A GWAR is a very abstract entity, an impersonal and remote one who exists outside of our Universe and does not interact with it, or else one which is some sort of substrate of the Universe's reality. A "ground of being" god is essentially a GWAR.

PZ is clearly aware of highbrow theology here, since the God of highbrow theology is usually very GWARish. He also notes that many pastors describe God as a GAWD, but when skeptics show up, they claim that God is really a GWAR. When the skeptics are gone, they revert to describing God as a GAWD.

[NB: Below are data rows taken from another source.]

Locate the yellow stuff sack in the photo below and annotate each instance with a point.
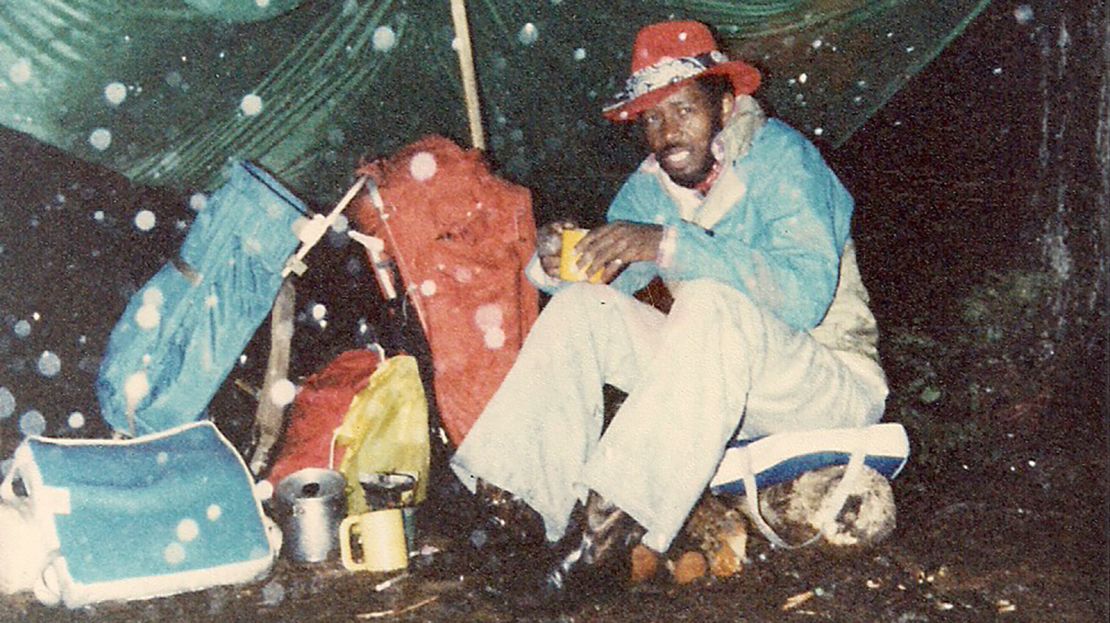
(385, 430)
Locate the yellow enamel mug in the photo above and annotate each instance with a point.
(381, 538)
(567, 269)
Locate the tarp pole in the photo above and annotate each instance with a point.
(466, 66)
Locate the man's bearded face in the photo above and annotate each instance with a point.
(679, 130)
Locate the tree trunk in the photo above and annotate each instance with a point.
(1073, 183)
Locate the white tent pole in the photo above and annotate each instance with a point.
(466, 64)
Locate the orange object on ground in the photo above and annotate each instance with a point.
(460, 238)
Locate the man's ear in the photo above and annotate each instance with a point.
(727, 104)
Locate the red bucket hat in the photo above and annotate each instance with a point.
(665, 57)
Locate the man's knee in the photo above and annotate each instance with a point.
(707, 294)
(578, 297)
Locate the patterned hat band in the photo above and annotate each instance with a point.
(664, 73)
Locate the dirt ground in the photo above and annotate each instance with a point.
(1012, 532)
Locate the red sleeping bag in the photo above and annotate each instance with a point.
(461, 238)
(319, 409)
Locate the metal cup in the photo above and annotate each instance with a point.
(310, 508)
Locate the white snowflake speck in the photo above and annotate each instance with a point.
(145, 220)
(115, 92)
(148, 317)
(528, 33)
(383, 39)
(494, 338)
(422, 167)
(198, 201)
(100, 139)
(20, 71)
(134, 389)
(488, 317)
(32, 423)
(153, 297)
(341, 224)
(174, 553)
(251, 104)
(49, 364)
(7, 403)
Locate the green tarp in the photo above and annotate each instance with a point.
(168, 92)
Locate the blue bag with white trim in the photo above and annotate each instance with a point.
(134, 519)
(182, 332)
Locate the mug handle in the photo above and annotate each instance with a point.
(349, 563)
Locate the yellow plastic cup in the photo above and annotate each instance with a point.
(567, 268)
(382, 538)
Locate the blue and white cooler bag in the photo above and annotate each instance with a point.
(134, 519)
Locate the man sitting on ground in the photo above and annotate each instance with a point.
(769, 330)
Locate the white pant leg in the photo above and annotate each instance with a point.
(544, 421)
(724, 367)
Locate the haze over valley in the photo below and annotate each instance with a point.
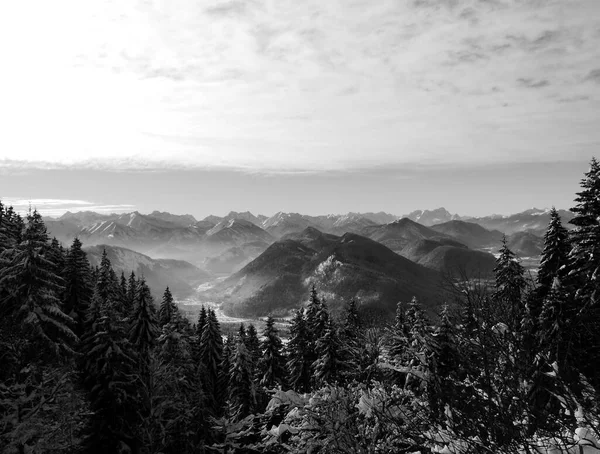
(253, 265)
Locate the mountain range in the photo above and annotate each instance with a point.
(267, 264)
(181, 277)
(341, 267)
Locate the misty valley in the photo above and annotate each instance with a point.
(357, 333)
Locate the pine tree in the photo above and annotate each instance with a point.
(242, 395)
(107, 367)
(585, 252)
(167, 308)
(224, 370)
(202, 317)
(34, 288)
(241, 335)
(78, 285)
(144, 328)
(253, 345)
(443, 364)
(122, 295)
(312, 311)
(107, 285)
(510, 286)
(132, 284)
(583, 280)
(329, 364)
(400, 333)
(299, 361)
(272, 364)
(554, 255)
(211, 356)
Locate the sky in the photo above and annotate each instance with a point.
(203, 106)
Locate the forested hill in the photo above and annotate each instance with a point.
(92, 364)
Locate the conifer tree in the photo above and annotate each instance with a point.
(211, 356)
(400, 333)
(585, 252)
(122, 296)
(272, 364)
(144, 328)
(253, 345)
(416, 321)
(108, 364)
(202, 317)
(555, 253)
(34, 288)
(242, 395)
(510, 286)
(299, 361)
(167, 308)
(312, 311)
(78, 285)
(329, 364)
(224, 370)
(241, 335)
(443, 363)
(132, 284)
(352, 323)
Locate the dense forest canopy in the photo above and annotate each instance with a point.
(92, 362)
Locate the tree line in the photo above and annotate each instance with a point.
(92, 364)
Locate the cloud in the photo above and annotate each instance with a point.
(530, 83)
(593, 76)
(57, 207)
(290, 86)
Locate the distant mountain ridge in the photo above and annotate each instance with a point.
(162, 234)
(341, 267)
(180, 276)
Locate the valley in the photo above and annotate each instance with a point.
(246, 266)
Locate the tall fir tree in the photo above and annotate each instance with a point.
(510, 287)
(211, 356)
(329, 364)
(253, 345)
(555, 253)
(34, 289)
(132, 284)
(272, 363)
(108, 364)
(167, 308)
(242, 393)
(299, 360)
(144, 327)
(79, 288)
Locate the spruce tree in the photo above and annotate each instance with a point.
(34, 289)
(144, 327)
(555, 253)
(78, 285)
(224, 370)
(400, 333)
(329, 364)
(299, 361)
(272, 364)
(107, 367)
(202, 317)
(443, 364)
(167, 308)
(242, 395)
(253, 345)
(211, 356)
(510, 286)
(132, 284)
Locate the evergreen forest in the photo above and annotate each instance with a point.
(92, 362)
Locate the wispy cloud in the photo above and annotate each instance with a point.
(288, 86)
(58, 207)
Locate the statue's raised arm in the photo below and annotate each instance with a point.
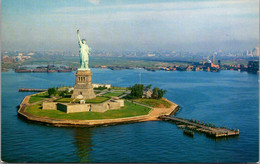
(79, 38)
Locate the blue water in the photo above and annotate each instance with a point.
(227, 98)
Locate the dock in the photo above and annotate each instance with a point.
(211, 131)
(31, 90)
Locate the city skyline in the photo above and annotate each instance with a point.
(130, 25)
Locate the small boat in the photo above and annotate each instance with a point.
(188, 133)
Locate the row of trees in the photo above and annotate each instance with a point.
(138, 89)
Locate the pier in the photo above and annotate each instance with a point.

Metacrock, your complaining that atheists think that God is some big man in the sky is essentially complaining that atheists think that God is a GAWD and not a GWAR. But you soon revert to GAWDish form, with claiming that God works miracles at Lourdes.

Joseph Hinman (Metacrock) said...

why should I take seouirly the ignofant raving Bull shit of another lazy know nothing who can't be bothered to learn real tehology.

"He is very aware" of being an ass. Look at the way you describe God. You credit the fundametnalist baggage as "the real thing" then the sophisticated modern view that you are lazy to stuy some kindd of counterfeit.

you think we can't see the self servicing ideological basis to this catastrophically ignorant appraisal?

thesis no different than if I were to say "I am very aware of the stupid constrdictiory wavy gravy phsyics like Quantum theory that contradicts reason and doesn't make sense."
see? do you understand? If I said that that would be pretty ignronat. I've never had anything more than a layman's sparce reading QM theory. I am not able to go back to graudate school and major in physics so I can study it.

PZ know nothign is too lazy to pick upa read some Paul Tilich and he's ignorant of real thinking to read about the tradition that Tillich is coming out of.